A lo que voy es a que si esto hacen las universidades, poseedoras, insisto, de menos del 1% de la riqueza nacional, qué no harán los particulares que detentan patrimonios todavía mayores y el 99% restante de dicha riqueza.

Una desigualdad en la que insiste Piketty a lo largo del libro es r > g, es decir, la tasa de rendimiento del capital contra la del crecimiento del ingreso y la producción, y la llama la principal fuerza desestabilizadora, pues “implica que la recapitalización de los patrimonios procedentes del pasado será más rápida que el ritmo de crecimiento de la producción y los salarios… (y)… expresa una contradicción lógica fundamental. El empresario tiende inevitablemente a transformarse en rentista y a dominar cada vez más a quienes sólo tienen su trabajo. Una vez constituido, el capital se reproduce solo, más rápido de lo que crece la producción. El pasado devora al porvenir.

Las consecuencias pueden ser temibles para la dinámica de la distribución de la riqueza a largo plazo, sobre todo si a esto se agrega la desigualdad del rendimiento, en función del tamaño del capital inicial, y si ese proceso de divergencia de las desigualdades patrimoniales tiene lugar a escala mundial.”

Piketty pronostica que r > g se mantendrá a lo largo del siglo XXI, con un crecimiento de la economía no mayor a 1-1.5% y una tasa promedio de rendimiento del capital de 4 a 5%, como lo fue antes de la primera Guerra Mundial, que puso fin a esta “contradicción central del capitalismo” al reducir fuertemente el rendimiento del capital. Compárese todo lo anterior con el ejemplo citado de la universidad de Harvard para dramatizar aún más la situación.

El autor concluye que si se impusieran fuertes gravámenes al rendimiento del capital para llevarlo por debajo de g, se correría “el riesgo de apagar el motor del crecimiento y reducir un poco más la tasa de crecimiento. Los empresarios ni siquiera tendrían tiempo de convertirse en rentistas: ya no habría con qué.” Por ello agrega que la solución correcta son los impuestos progresivos mencionados en el segundo párrafo de este artículo.

Para finalizar, me pregunto cuál será la situación personal de Thomas Piketty después de la súbita fama internacional que adquirió con su polémico libro. No dudo que ya cargara con una buena parte de ella a juzgar por su impresionante currículo incluido en su sitio de Internet, pero tampoco dudo que la soberbia y la arrogancia lo hayan llevado a rechazar públicamente la Legión de Honor que el gobierno francés quiso otorgarle, pretextando que dicho gobierno no tenía autoridad para determinar quién es honorable y quién no en el país galo,  a sabiendas, quizás, de que tales poses incrementan aún más su pública fama y los consecuentes ingresos.
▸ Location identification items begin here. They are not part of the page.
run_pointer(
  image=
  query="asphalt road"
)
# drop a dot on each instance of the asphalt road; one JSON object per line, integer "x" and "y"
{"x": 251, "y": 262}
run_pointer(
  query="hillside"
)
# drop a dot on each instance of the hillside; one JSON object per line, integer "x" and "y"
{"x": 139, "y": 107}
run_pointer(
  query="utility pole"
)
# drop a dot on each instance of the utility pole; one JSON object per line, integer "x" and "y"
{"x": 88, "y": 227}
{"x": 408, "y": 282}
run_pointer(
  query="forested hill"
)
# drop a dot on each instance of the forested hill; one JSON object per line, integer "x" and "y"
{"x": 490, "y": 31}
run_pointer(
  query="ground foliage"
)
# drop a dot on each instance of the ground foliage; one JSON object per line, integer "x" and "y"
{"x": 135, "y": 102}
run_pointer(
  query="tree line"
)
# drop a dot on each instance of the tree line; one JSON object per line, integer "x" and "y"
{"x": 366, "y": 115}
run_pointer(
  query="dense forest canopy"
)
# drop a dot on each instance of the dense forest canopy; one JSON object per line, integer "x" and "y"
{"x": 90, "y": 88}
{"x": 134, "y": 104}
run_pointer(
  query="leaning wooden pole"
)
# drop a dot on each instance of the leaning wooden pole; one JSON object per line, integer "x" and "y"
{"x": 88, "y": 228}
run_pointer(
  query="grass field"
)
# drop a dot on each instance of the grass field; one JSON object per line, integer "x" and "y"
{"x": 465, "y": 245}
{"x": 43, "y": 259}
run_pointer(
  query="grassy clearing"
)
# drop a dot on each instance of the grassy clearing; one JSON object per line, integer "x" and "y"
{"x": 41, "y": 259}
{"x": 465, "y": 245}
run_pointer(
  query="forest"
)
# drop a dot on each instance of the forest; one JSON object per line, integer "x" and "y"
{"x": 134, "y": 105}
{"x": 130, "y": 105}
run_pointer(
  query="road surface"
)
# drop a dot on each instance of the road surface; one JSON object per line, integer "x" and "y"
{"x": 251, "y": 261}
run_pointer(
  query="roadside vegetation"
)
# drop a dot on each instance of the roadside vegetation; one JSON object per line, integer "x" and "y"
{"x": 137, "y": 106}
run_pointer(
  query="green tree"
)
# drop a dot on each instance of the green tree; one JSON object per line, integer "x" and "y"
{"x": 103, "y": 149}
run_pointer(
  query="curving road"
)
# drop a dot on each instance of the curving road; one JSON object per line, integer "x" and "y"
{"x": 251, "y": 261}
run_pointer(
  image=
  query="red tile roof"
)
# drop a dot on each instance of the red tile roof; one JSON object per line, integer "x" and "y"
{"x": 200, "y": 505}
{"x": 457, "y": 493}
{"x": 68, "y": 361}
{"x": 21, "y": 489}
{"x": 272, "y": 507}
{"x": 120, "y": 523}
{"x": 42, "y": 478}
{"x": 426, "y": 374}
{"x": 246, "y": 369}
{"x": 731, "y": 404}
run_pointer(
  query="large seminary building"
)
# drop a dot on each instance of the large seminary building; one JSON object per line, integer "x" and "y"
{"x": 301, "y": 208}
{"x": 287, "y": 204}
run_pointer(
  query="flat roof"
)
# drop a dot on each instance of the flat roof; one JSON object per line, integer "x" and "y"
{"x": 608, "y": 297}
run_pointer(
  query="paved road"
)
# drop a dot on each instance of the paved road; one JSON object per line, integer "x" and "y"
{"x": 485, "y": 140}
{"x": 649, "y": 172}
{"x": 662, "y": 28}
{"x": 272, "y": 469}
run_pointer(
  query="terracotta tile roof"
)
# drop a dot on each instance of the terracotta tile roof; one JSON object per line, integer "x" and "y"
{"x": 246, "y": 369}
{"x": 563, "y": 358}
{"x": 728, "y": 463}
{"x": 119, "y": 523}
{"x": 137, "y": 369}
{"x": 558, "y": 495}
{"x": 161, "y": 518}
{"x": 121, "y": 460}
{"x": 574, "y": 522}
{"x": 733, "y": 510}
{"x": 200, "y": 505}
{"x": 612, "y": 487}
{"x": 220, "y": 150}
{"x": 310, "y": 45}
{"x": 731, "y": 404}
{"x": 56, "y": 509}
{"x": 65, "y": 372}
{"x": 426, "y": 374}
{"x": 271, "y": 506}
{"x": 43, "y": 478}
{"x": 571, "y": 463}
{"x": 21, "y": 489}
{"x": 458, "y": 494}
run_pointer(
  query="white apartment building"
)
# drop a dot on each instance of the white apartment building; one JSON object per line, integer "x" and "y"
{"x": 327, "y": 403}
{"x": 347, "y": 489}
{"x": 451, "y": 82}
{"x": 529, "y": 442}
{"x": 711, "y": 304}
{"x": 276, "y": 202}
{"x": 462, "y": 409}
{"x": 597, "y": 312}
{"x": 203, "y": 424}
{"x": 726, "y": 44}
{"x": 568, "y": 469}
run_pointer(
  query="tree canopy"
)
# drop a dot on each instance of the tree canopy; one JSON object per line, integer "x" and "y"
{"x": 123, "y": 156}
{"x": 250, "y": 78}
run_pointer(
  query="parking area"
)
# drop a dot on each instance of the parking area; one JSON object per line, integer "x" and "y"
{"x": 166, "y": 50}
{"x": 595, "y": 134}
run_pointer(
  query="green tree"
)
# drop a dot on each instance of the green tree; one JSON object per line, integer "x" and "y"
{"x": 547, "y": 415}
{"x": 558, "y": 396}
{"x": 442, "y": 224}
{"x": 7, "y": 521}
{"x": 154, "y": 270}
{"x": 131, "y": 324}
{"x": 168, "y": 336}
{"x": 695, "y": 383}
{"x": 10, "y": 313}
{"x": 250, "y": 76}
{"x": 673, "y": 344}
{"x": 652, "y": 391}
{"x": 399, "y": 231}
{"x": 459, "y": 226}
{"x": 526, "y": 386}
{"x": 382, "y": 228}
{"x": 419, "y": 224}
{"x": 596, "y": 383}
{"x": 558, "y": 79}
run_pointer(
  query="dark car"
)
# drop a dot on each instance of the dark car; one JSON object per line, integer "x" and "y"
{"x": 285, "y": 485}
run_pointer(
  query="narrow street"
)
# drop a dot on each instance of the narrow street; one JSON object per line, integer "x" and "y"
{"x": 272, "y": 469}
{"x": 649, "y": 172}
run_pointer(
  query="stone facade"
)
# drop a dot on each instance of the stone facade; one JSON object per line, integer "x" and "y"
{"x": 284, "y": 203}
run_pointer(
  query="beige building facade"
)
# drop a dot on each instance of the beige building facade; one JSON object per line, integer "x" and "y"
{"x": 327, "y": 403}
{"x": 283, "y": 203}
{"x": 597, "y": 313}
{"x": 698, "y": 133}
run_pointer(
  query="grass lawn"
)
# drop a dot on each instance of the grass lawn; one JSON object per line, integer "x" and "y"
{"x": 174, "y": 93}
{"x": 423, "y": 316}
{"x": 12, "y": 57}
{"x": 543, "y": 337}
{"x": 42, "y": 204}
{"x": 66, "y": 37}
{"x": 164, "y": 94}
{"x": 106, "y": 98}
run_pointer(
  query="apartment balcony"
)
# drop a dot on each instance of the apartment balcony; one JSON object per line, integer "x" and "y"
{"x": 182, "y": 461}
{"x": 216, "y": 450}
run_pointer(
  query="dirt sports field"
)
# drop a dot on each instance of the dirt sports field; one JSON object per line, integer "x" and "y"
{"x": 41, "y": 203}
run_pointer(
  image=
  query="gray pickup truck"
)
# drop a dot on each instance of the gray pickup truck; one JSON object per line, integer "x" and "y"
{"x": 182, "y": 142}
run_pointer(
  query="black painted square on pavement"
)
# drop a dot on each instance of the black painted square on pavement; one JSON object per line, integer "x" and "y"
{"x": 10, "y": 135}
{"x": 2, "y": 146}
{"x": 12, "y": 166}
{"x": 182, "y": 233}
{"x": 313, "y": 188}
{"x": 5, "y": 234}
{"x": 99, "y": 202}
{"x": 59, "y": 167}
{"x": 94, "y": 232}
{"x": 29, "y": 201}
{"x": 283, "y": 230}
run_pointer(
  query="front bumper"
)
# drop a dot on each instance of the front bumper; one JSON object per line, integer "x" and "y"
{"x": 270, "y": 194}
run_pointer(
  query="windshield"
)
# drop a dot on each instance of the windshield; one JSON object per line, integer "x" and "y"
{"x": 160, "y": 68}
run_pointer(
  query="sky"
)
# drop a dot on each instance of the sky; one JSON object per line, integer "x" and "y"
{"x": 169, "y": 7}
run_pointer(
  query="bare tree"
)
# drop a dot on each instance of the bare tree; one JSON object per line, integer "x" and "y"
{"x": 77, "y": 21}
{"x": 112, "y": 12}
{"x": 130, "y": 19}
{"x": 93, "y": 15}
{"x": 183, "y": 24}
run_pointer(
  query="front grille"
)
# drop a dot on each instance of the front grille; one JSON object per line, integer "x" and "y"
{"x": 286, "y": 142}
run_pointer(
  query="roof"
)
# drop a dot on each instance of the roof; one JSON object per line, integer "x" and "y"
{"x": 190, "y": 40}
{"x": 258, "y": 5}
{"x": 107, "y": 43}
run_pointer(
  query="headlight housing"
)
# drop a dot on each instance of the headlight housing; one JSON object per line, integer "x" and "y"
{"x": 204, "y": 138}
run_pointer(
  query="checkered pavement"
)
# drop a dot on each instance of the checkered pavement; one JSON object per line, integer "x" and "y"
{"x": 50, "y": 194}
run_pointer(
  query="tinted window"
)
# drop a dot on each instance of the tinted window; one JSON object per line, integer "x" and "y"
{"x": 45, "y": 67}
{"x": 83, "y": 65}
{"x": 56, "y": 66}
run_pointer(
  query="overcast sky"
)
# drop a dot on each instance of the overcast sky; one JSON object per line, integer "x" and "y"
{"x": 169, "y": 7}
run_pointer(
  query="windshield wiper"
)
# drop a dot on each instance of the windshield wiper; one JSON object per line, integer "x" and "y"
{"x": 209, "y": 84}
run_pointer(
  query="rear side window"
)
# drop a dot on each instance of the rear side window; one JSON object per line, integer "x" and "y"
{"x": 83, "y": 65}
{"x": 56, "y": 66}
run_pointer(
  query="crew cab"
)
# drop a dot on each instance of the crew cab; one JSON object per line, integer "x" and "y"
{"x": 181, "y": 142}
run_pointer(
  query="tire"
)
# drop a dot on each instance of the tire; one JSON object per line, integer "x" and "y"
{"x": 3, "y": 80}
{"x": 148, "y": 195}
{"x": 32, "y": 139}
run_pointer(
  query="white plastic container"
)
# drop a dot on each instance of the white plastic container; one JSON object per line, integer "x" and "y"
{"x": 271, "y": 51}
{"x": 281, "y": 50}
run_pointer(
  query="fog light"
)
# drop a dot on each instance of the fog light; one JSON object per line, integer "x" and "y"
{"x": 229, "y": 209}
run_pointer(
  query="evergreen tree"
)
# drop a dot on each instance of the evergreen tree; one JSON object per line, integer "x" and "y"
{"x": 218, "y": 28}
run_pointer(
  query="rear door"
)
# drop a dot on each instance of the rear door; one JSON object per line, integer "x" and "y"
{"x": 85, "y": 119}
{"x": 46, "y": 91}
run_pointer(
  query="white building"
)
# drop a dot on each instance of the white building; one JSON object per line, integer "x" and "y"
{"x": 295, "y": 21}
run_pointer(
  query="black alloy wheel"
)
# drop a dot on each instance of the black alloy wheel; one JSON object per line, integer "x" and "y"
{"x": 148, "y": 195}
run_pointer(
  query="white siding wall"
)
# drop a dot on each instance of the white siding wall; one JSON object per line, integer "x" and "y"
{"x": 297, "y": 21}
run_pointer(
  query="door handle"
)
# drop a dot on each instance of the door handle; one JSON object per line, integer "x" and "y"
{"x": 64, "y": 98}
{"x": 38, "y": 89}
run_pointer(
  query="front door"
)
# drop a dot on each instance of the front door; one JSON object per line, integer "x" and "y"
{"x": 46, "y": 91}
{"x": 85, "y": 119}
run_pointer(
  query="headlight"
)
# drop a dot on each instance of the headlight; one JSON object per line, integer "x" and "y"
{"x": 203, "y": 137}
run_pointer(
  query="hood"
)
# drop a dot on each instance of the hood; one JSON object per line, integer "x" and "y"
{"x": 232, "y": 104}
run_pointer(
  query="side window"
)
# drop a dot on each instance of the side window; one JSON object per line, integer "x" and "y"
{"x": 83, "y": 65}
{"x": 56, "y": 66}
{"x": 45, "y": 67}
Y todo está muy bien, a condición de que las suculentas regalías que ha recibido, recibe y recibirá por el multicitado texto y los demás ingresos que devengue atribuibles a su fama sean sometidos a las mismas tasas impositivas que él tan ardorosamente defiende, después de haber cubierto sus impuestos normales, claro. Tal vez quisiera hasta ceder esas regalías, pero francamente lo dudo.

Tuve la oportunidad de contactarlo personalmente por medio de un correo electrónico para señalarle una anomalía en el funcionamiento de su sitio en Internet y tuvo la delicadeza de contestarme, lo cual viene a ser el equivalente de un autógrafo cibernético. Por lo demás, recomiendo ampliamente su obra.